From the first independence in ’47 until ’71, he was directly or indirectly involved in almost every mass movement. Sometimes it was in the interest of the common people of East Bengal, and sometimes it was not.

But in the end, he could not refuse the call of history. Until ’71, he was actively involved in the struggles of the people of this region, despite his various limitations. And in ’71, through him, the aspirations of the people of this region found expression and became concrete. Whether he was able to carry the burden that history placed on his shoulders is certainly debatable. But there is no glory in denying that a large segment of this region’s population trusted him and responded to his call.

If we consider only this role, it will never be possible to erase Sheikh Mujibur Rahman from the history of Bangladesh. The way people of various classes and professions, especially the working class, sacrificed everything to plunge into war and secure victory even in his absence—to realize the dream he showed to the people of this region—is a rare example in world history.

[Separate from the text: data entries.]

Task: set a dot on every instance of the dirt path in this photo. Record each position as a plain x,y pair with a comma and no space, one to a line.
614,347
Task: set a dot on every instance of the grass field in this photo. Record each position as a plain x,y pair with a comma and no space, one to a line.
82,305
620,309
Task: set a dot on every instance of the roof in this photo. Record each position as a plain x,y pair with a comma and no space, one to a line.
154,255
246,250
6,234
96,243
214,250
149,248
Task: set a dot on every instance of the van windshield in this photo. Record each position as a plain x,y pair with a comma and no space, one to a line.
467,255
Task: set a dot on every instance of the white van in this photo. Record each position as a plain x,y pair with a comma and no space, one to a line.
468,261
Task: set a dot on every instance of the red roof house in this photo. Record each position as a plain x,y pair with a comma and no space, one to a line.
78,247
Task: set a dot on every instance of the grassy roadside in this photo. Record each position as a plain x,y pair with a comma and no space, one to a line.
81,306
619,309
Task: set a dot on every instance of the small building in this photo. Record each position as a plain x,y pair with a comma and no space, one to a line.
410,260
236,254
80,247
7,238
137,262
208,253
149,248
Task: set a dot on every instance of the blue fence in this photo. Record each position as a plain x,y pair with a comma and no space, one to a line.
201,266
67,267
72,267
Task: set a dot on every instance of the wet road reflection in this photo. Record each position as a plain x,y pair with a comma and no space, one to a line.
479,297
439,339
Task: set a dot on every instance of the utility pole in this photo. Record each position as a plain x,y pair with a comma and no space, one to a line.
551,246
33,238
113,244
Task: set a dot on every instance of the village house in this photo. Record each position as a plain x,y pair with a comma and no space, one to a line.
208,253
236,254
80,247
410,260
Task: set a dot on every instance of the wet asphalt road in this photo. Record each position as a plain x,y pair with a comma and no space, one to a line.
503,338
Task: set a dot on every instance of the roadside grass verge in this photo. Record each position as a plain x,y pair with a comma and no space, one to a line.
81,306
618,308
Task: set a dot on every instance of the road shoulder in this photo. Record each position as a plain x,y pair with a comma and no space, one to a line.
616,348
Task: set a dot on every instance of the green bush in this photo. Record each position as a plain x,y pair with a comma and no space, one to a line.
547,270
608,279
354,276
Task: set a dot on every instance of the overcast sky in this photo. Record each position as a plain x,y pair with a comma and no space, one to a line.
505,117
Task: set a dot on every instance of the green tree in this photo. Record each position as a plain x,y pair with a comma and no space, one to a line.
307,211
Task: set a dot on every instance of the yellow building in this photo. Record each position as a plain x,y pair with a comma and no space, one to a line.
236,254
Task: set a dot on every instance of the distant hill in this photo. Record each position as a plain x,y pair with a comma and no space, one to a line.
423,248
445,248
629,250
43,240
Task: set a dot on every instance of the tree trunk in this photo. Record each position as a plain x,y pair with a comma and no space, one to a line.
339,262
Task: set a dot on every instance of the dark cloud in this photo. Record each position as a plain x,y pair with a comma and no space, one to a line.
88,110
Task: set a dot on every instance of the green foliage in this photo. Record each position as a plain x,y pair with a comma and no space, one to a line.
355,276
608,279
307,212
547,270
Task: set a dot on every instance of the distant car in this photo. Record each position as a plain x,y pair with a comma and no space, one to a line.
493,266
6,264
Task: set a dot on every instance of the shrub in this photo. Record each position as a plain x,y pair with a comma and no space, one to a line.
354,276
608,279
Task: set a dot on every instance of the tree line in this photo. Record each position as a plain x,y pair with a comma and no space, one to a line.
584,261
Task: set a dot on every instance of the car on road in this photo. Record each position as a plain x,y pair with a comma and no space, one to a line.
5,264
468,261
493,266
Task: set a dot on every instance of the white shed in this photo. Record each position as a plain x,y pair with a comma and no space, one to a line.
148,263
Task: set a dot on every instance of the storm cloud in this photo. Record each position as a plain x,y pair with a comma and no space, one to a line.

Just as ’71 cannot be erased from the history of Bangladesh, neither can Sheikh Mujibur Rahman. And there is no need for it. Any nation moves towards the future by coming to terms with the unsightly events and misfortunes of its national history. It is justice to give everyone what they are owed.

After 1971: The Missed Opportunity

The great victory of ’71 opened up a massive opportunity for Sheikh Mujib. If he had the preparation and willingness to seize that opportunity, he could have determined the future course of the Bangladesh state and been a successful hero in the history of Bangladesh. But his unclear understanding of the state project, his class-based pettiness, and the excessive sycophancy of the cunning jackals in lion’s skins who surrounded him prevented him from ascending to that position. He handed over the estate of the Bangladesh state to his family and followers. His family and followers ate it all up. The newly established state was not fully formed; a dignified nation was not built.

The goons of the League and their servile intellectuals try to hide their history of loot, pettiness, and intellectual bankruptcy by ascribing superhuman qualities to Sheikh Mujibur Rahman. They forget that Sheikh Mujib was a human being of flesh and blood, just like ten other people—he was not a deity. And in the failure of the nation-building project, their responsibility is no less than his. Because they are opportunists and intellectually bankrupt, they never admit this simple truth.

Beyond Myth: The Need for Critical Re-reading

In the past fifteen years, a lot of garbage has been composed in praise of Mujib. It is difficult to find the flesh-and-blood politician Sheikh Mujib in it. Nevertheless, we must seriously and critically re-read our history’s tragic hero, Sheikh Mujib. Opening many other doors, ‘July’ has also created an environment for a critical reading of Sheikh Mujib.

The life of Sheikh Mujibur Rahman is a great case study for those who want to do politics in this Bengali delta. Sheikh Mujibur Rahman is a great example of how a political leader from a backward region like East Bengal, despite many mistakes, gradually becomes the representative of a nation, and by learning from his mistakes and with his leadership qualities, becomes the central figure of the nation’s struggle for liberation and succeeds. On the other hand, it is of great importance to consider why this national leader, who was once sky-high in popularity, was killed along with his family in a military coup without the entire country uttering a single word. For the wise, there is surely a lesson in this.